Outlook, an English weekly, has become a bee in the Govemment's bonnet. lndira Gandhi used income tax sleuths to harass and humiliate those who did not fall in line during the Emergency. Conforming to that style, income tax officers, along with police officers, raided the offices of the magazine's proprietor. They also searched the Bombay office of Outlook for 22 hours, accosting the journalistic staff to know why certain stories were filed. Floppies were removed and diaries confiscated.

The magazine's editor complained to the President of India. He also wrote to the Prime Minister to register his protest: I appreciate that you, your party and some of your advisors do not always agree with our point view. But to order IT raids! There has been no reply. One vainly hopes that the liberal Vajpayee will one day wake up. So far he has proved to be only a mukhauta (a mask), as the RSS ideologue, Mr. Govindacharya, once said.

Whose country is it anyway? Indira Gandhi gagged the press openly by imposing censorship and blocking out authentic information. The BIP- led Government is trying to do it through the backdoor. What is the difference?
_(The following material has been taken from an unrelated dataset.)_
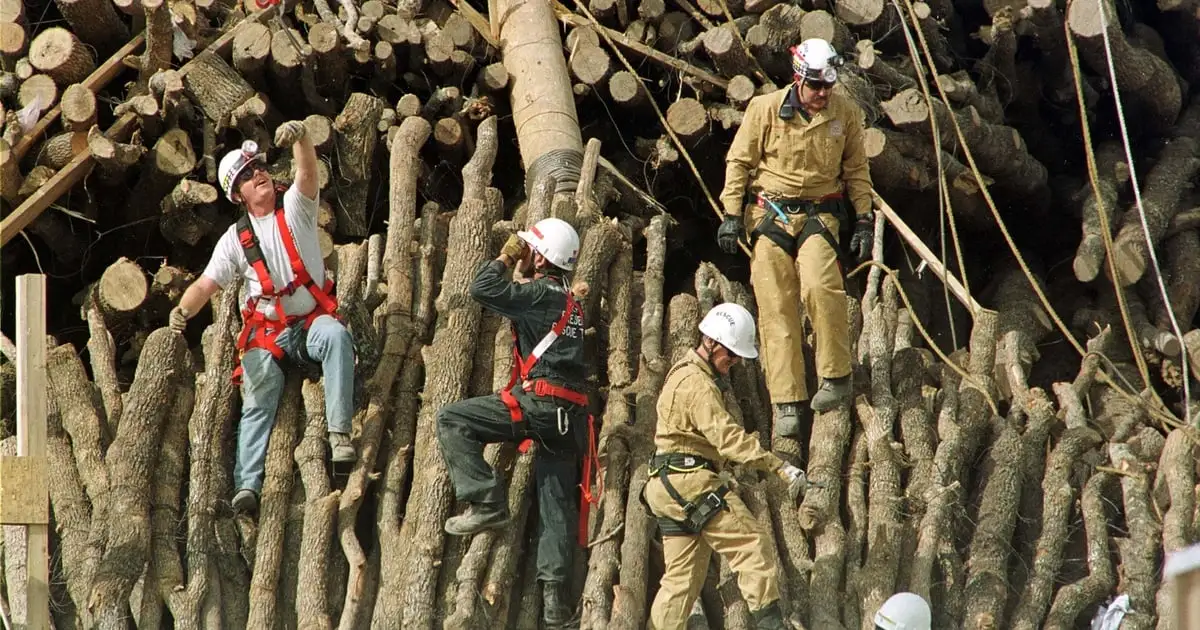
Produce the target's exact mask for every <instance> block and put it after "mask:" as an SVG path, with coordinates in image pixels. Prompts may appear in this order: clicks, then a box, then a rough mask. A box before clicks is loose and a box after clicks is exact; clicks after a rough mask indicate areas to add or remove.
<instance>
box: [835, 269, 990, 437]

High- handedness and arbitrary actions are being carried out with impunity as much now as during the Emergency 26 years ago.
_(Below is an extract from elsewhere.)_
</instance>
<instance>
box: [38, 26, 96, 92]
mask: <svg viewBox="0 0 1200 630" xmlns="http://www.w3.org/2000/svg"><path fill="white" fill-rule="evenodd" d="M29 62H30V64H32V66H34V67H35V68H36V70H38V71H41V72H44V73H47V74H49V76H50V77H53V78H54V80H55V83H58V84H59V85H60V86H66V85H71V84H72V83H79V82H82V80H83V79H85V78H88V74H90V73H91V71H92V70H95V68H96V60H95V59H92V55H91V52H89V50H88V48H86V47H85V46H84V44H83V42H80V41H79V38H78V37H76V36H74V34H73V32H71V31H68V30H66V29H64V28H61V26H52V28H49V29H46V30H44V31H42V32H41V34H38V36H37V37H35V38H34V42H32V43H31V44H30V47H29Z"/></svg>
I have sent a copy of the Home Ministry's circular 'to the National Human Rights Commission (NHRC) to draw its attention to the instruction that foreigners should not be normally invited even to conferences on human rights. My plea to the Commission is that the circular violates the norms of an open society, which a human being has the right to enjoy. I think the circular also violates Article 19 of the Constitution which guarantees a citizen's right to form association. The Government can restrict it only in the interest of public order or morality. This reasoning has to be justified in a law court. There cannot be a blanket order like this.
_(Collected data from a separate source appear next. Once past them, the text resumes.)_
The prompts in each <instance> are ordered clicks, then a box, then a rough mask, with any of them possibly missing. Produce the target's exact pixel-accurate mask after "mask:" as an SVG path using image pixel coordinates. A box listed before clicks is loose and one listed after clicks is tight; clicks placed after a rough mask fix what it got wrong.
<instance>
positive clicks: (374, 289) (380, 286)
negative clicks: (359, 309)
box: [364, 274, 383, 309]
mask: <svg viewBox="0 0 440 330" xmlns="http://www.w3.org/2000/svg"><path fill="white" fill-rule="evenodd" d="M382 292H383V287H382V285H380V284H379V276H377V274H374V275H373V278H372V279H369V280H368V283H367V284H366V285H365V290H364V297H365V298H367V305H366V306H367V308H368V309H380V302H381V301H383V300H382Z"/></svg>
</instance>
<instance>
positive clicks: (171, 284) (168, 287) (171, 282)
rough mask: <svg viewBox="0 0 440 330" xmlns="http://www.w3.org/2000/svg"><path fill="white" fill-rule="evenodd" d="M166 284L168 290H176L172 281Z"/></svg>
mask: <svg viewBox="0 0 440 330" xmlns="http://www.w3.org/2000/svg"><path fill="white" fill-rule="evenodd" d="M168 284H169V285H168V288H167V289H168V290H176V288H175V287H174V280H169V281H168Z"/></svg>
The NHRC has come a long way. Human rights activists used to stay away from it because it was regarded as a body to cover up the Government's misdeeds. But in the past few years, the NHRC has become a place where an Indian can go for redress.

The Government is now suspicious of the Commission because it has taken to task the administrations in different States. In Orissa, the Commission has found the Government wanting in coping with the relief work after the super cyclone. Gujarat, according to the Commission, should be sensitive to the requirements of the earthquake-affected in large areas of the State. The Commission has told Delhi: the recent experience in Orissa and Gujarat emphasizes the urgent need for an elaborate disaster management plan for the future to deal with all natural or man-made tragedies and calamities.
Such advice cannot be to the liking of the Central Government, which wants the commission to be a goody-goody body, submitting its annual report, dotting this, and crossing the t's. The Commission, on the other hand, has asked for amendments to the Freedom of Human Rights Act, 1993, to have more powers to safeguard human rights. The Centre has not responded to the Commission's request, which is 15 months old.

Strange, how quickly has the BJP Government got into the" shoes of Indira Gandhi!" Is it the fault of the chair or of the party?